La population d'ours des Pyrénées s'est agrandie cette année de deux nouveaux venus. Ils viennent d'être repérés côté espagnol. Les défenseurs du plantigrade peuvent espérer une dynamique favorable de peuplement.
Ce sont les équipes espagnoles qui les ont observés. Leurs appareils à déclenchement automatique ont capturé le 27 août des images assez remarquables de la femelle Hvala, l'ourse slovène lâchée dans le massif en 2006, et de ses deux oursons. Ils pèsent peut-être huit ou dix kilos. Ils sont probablement nés en janvier ou février, et même s'ils restent fragiles (aux maladies, aux accidents, voire aux mâles dominants), ils sont en bonne santé a indiqué François Arcangeli, président de l'association Pays de l'ours-Adet. Ils escaladent joyeusement un conifère du Val d'Aran espagnol sous la surveillance de leur mère.

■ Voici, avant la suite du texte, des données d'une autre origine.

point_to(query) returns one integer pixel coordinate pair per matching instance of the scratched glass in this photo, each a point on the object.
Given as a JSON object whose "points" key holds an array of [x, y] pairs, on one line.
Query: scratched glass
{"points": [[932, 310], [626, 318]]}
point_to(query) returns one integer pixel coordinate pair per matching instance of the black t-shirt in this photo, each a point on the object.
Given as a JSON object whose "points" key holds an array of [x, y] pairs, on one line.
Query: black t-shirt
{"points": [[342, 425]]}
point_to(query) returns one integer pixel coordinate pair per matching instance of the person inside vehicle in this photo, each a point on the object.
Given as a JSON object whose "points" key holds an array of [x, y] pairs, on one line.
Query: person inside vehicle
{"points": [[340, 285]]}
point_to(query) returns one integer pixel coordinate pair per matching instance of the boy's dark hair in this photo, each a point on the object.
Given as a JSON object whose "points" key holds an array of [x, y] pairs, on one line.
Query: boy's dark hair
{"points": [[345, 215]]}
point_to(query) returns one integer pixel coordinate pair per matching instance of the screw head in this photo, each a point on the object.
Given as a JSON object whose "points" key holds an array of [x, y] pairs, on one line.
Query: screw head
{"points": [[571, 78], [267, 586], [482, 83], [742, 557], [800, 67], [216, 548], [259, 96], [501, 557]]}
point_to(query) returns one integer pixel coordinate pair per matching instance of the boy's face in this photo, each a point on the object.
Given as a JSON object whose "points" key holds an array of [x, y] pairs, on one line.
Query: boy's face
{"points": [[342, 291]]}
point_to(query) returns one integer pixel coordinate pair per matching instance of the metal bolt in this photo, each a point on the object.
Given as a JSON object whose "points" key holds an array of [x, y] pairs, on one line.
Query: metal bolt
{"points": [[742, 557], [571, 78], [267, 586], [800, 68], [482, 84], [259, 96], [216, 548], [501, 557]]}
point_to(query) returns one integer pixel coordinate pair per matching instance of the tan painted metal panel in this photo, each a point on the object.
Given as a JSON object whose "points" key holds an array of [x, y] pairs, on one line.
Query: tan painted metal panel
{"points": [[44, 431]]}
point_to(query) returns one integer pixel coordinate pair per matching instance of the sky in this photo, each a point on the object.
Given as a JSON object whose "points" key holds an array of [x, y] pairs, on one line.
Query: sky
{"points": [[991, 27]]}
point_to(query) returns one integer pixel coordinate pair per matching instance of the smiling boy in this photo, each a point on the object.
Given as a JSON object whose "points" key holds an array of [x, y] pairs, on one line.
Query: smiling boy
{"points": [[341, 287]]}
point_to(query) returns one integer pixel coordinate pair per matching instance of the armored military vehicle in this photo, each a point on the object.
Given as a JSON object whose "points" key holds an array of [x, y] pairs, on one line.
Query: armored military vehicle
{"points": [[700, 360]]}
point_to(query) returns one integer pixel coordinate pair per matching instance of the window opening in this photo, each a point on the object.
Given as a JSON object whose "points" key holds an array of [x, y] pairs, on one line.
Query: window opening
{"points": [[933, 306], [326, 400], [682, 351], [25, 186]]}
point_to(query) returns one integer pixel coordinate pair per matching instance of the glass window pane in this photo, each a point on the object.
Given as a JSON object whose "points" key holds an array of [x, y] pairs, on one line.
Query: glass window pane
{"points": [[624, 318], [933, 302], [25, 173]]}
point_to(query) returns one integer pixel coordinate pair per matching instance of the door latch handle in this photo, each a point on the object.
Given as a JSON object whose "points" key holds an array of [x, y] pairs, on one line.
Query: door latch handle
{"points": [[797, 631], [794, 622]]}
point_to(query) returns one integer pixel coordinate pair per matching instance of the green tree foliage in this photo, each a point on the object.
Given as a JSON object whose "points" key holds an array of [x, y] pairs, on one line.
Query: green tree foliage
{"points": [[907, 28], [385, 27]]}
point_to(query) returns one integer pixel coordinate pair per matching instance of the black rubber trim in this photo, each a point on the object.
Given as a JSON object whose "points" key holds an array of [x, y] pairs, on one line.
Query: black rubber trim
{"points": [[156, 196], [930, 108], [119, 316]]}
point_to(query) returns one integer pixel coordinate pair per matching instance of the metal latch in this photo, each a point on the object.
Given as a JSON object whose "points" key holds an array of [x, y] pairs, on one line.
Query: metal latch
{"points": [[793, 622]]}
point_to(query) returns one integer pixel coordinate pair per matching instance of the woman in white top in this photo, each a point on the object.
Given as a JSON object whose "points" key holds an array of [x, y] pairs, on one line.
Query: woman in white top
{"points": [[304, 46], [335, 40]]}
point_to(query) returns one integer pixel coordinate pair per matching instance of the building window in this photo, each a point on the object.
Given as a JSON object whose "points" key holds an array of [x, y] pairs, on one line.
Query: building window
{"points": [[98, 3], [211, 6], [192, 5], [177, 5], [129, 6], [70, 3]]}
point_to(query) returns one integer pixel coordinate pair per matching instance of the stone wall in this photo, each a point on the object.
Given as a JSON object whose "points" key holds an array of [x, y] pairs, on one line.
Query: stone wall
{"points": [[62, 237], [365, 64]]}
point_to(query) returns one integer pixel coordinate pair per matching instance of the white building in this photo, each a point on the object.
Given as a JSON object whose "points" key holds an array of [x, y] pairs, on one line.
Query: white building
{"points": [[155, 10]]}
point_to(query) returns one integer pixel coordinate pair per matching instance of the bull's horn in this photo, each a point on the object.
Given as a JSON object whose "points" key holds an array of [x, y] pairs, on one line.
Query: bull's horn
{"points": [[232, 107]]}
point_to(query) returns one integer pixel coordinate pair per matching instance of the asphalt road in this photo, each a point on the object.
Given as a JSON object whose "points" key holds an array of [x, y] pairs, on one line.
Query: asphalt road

Des images à découvrir sur le site du conseil général d'Aran
Hvala super maman ours
Hvala (prononcez ouala, en slovène) se confirme, elle, en génitrice et mère "idéale", dit un autre pro-ours, Alain Reynes : celle qui eut pour marraine Carla Bruni a eu deux petits en 2007, 2009, 2011 et 2013, et elle leur a tous fait passer le cap de la première année décisive pour leur survie.
Ses deux derniers rejetons sont les premiers nouveau-nés détectés en vie en 2013 dans les Pyrénées. Un autre ourson de l'année a été retrouvé mort au printemps côté espagnol.
"On a de gros espoirs d'en avoir d'autres, a indiqué M. Arcangeli : on a plusieurs femelles particulièrement discrètes depuis le printemps et, habituellement, des femelles discrètes ce sont des femelles suitées (suivies de leurs petits) qui se tiennent loin des mâles".
Le mâle peut, en effet, tuer des petits pour s'accoupler avec une femelle qui se refusera à lui tant qu'elle veillera sur sa progéniture.
la querelle passionnelle entre les pro et les anti-ours
L'ours ne subsiste plus en France à l'état sauvage que dans les Pyrénées. Au dernier recensement officiel, ilsétaient au moins 22 côté français ou espagnol. C'est bien trop peu pour assurer la survie de l'espèce, disent les partisans du plantigrade. C'est beaucoup trop pour ses détracteurs, au premier rang desquels les éleveurs pour lesquels la présence de l'ours est incompatible avec l'économie montagnarde.
La querelle est passionnelle entre les deux camps et épineuse pour le gouvernement.
Huit ours slovènes ont été introduits dans le massif depuis 1996. En 2006, les derniers lâchers ont mobilisé des milliers d'opposants, parfois violemment.
Les pro-ours se sont vivement émus quand l'ancien gouvernement a renoncé en 2011 à l'engagement de lâcher une femelle, avec l'apparente intention de ne pas exciter les passions. En janvier, l'actuel exécutif, et sa ministre de l'Écologie de l'époque Delphine Batho, ont prolongé le moratoire de fait. La population grandit à un rythme satisfaisant, ont-ils justifié.
Une dynamique "intéressante" mais pas "suffisante"
Les pro-ours n'en sont pas à partager cet avis. Les deux nouvelles naissances donnent cependant à M. Arcangeli des raisons d'employer un ton moins alarmiste qu'à l'habitude.Certes, l'ours est dangereusement menacé d'extinction dans l'ouest du massif. Certes aussi, des ours ont pu mourir
sans qu'on le sache encore.
Mais les femelles en âge théorique de se reproduire étaient au moins cinq cette année. La population est maintenant rassemblée dans les Pyrénées centrales, à deux individus près, ce qui est favorable aux rencontres. Et la terreur du massif, Pyros, le père de tous les ours conçus dans les Pyrénées et peut-être encore des deux derniers, ne semble plus le grand mâle dominant d'antan, qui faisait fuir tous ses rivaux.
Des lâchers homéopathiques
Ainsi M. Arcangeli imagine que la population pourrait atteindre une trentaine d'individus. Une dynamique "intéressante", mais vraiment insuffisante, nuance-t-il.Des lâchers, homéopathiques, restent nécessaires, dit-il, et il ne faut surtout pas entretenir chez les opposants à l'ours l'idée que l'on pourrait revenir en arrière, comme l'a fait, selon lui, le président du conseil général de l'Ariège Augustin Bonrepaux (PS) récemment en appelant au président François Hollande.
Quant au nouveau ministre de l'Écologie, "je ne peux pas imaginer qu'un homme qui s'appelle Martin soit défavorable à l'ours : c'est le nom que donnaient les Pyrénéens à l'ours autrefois".